C'era una volta un orco...
Jacopo da Vicchio
2497 battute

L’orco Bafonchio orcheggiava giulivo nell’orto, allorquando, immantinente da loco non claro, meteoro molliccio e schifoso piombò sull’orchica capoccia causando strillame e ingiurie verso ognissanti e ognimadonne. Giastemando e saltemando l’orco non potè avere più fetida idea che quella di seder tra le zucche, ove il poco arguto topo Giobatte gaudeva sì di pezzo di putrido cacio ma facendo così medesima fine delle zucche.
Si sappia che suddetto topo, pur se poco arguto, era in gran confidenza con lo mago Astaratte, che poco in simpatia avea orchi, biforchi e fetenzìe simili.
Quale occasione, indi, per lanciargli seco brutta maledettura, causandogli le più atroci tregenda alle budella e alla panza tutta.
Così sorreggendo le suddette trippe lo orco si avviò verso l’orchica stamberga.
“Per la Madonchia delle porcazze!” eruttò l’orchica comare; “Quali pensieri travagliano il tuo pococefalo? Prima di spalmare il tu’ culo su la panca, mondalo da codella macchia assai putrefanda e assai puzzolenda. E quali atroci spetazzi escono dallo tuo deretano! pare che lebbrotici draghi sputino foco da ogni tuo orifizio”.
“Santo e putresanto il tu’ culo, o femmina; il mi’ pococefalo restò offeso da meteoro spiombato dallo nero cielo. Quando volsi i catarattici bulbi, non vidi che stelle sbriccicandule e seduto tra le zucche non udii che spiaccichìo e sputazzìo; da allora le mie trippe sembrero essere pantegane in calore. Temo la malaiattura dello mago Astaratte!”.
Tra olezzi e spetazzi nemo amico, bestia o insetto ebbe spirito sì prode da valicare codella soglia e lo povero orco, solo e tristo, dopo lo desinare si avviò a mendicare perdono dallo vendicativo mago.
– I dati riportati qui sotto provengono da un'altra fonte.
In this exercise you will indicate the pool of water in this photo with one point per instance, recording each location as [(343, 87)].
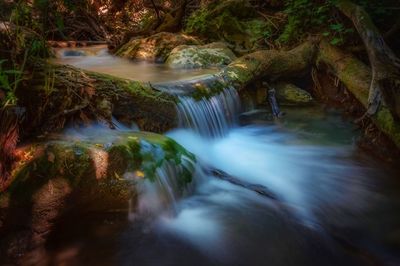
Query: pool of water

Vagò giorni flatulando per le selve, incontro all’infido destino che tempi nefandi stavano apparecchiando per lui e per la stirpe orchica tutta.
Cavalcava infatti per lo querceo bosco, ardito e bello principe di rilucente armatura con bardatura degna dei reami di Persia e Iupango.
In cerca era della creatura che da giorni impestato avea la clara fonte ove pulcre dame dalla liscia e odorosa pelle  si tergeano tra ninfee e nasturzi .
Giunto che fu in una radura, non potè non avvertire tanto orrifico olezzo che l’aria tutta rendea immonda. Vista tra le selve sì orrenda bestia atta a svuotare le budella, non esitò, tra il mormorìo ammirato delle fantesche, a puntare lo splendido arco in profumato legno di libano.
Un colpo bastò, e la bionda ondeggiante capigliatura si voltò sorridente per tornare al turrito luccicoso castello.